I’m excited to be heading home to California, and teaching again in the Bay Area. Starting in July, I’ll be teaching Pitch Your Book: Creative Nonfiction Proposals that Work for Stanford Continuing Studies’ Online Writers Studio. This is a course I taught last year with stellar results in the student work (and terrific feedback on the course’s helpfulness), so I’m looking forward to offering it again. Here is the information:

“Books of creative nonfiction—whether they are memoirs, historical narratives, or science investigations— are typically sold on the basis of sample chapters and a book proposal. So what are the crucial elements of a successful book proposal? In this course, appropriate for anyone who has drafted at least one chapter of a creative nonfiction book, we will examine the real proposals that sold several diverse and acclaimed nonfiction books, and emulate the writers’ successful strategies.

While workshopping and revising their sample chapters, students will also draft proposal introductions, refine their hooks, research the competition, and develop their marketing plans. We will work on building and defining your author platform and fine-tuning your bio, and we will workshop query letters to agents. This course is driven by the conviction that writing a proposal is not just the necessary “business” step to selling your book: Crafting a well-researched, thoughtful proposal pushes you to clarify your book’s intent and audience, and leaves you prepared to write the best book possible. You will receive abundant critique and support from your fellow students and your instructor, and finish this course with the tools to take your creative nonfiction book all the way to publication.”

Go here to register.

Later in July, at the San Francisco Writers Grotto, I’ll be offering another class that proved a helpful hit when I last offered it two years ago, the Monster Memoir Manuscript Workshop. This will run five Sundays, 2-4:30 pm, from July 21 to August 18. The course fee is $450, with a $100 deposit required to register; contact me at rachel (dot) howard (at) gmail (dot) com if you are interested:

Description: Are you deep into writing a memoir and tired of having it critiqued in 20-page snippets? Ready to get bigger-picture response to issues like structure and narrative arc, but not quite at the stage when you need a full manuscript review? This is a memoir workshop for writers at that rich but tricky middle stage when piecemeal feedback no longer cuts it.

In this class, limited to four committed students, writers will submit a long section of their memoirs-in-progress—between 75 and 125 pages. Our first session will be dedicated to an overview of strengths and challenges in common among the drafts, and a comprehensive lecture on craft concepts for memoir: Setting up the story engine, interplay of scene and reflection, character development, lines of tension, finding the narrative “turn,” and more. In subsequent sessions, we’ll workshop your manuscripts, one writer per week. You’ll learn a wealth about memoir by critiquing fellow workshop members, and benefit from a thorough discussion of your own work. You’ll emerge with a clearer sense of your book as a whole, and clear steps for taking it towards completion.

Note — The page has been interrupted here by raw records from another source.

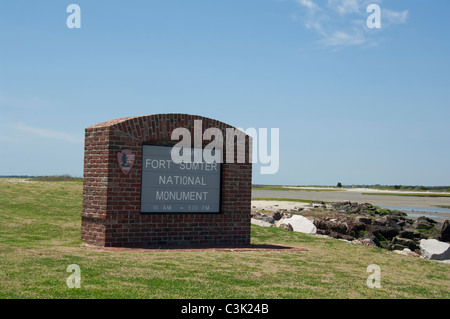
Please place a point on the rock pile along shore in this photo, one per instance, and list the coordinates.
(365, 224)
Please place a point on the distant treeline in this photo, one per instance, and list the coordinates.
(53, 178)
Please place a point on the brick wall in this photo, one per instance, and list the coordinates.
(111, 200)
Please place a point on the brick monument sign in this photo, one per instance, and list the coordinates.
(136, 195)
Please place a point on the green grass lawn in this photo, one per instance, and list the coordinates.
(40, 237)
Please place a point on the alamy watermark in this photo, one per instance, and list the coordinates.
(74, 280)
(232, 139)
(374, 280)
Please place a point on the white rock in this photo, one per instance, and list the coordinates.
(300, 224)
(260, 222)
(434, 249)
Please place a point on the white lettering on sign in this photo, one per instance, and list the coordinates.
(168, 186)
(180, 195)
(181, 180)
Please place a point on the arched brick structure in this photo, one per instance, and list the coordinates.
(111, 214)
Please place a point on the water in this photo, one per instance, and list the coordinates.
(431, 212)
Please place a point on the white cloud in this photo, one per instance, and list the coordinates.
(308, 4)
(342, 23)
(345, 6)
(393, 17)
(49, 134)
(341, 38)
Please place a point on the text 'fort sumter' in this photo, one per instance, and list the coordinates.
(169, 187)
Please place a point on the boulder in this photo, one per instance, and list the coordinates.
(405, 242)
(387, 232)
(261, 222)
(363, 220)
(300, 224)
(434, 249)
(287, 227)
(365, 241)
(264, 217)
(277, 215)
(445, 231)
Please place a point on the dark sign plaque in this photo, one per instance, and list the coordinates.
(169, 187)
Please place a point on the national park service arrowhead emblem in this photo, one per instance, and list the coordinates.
(126, 160)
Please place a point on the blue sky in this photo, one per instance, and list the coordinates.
(353, 105)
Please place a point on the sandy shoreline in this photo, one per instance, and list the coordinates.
(364, 190)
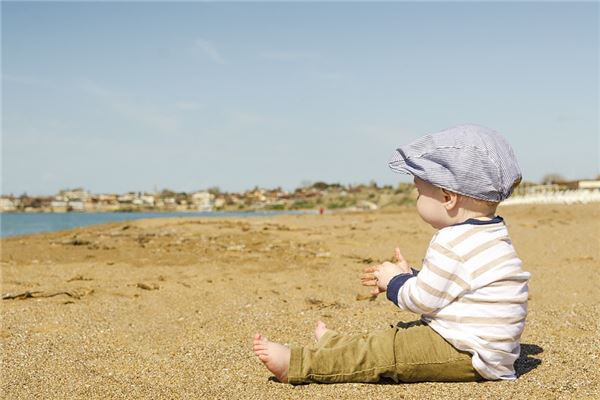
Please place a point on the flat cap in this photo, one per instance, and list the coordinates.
(471, 160)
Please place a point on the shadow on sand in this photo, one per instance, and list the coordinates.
(525, 362)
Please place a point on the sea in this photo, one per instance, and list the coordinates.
(24, 223)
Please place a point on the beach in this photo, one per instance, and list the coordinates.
(166, 308)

NOTE: This workshop is limited to four members. A firm commitment to reciprocating feedback and attending all sessions is required.

Instructor Bio: Rachel Howard is the author of a memoir about her father’s unsolved murder, The Lost Night, described as “enthralling” by the New York Times. Her fiction and nonfiction have appeared in ZYZZYVA, the New York Times, Canteen, Fiction Writers Review, the San Francisco Chronicle, and many other publications. Rachel has an MFA in writing from Warren Wilson College, where she served as the Joan Beebe Teaching Fellow, and then as interim director of undergraduate creative writing.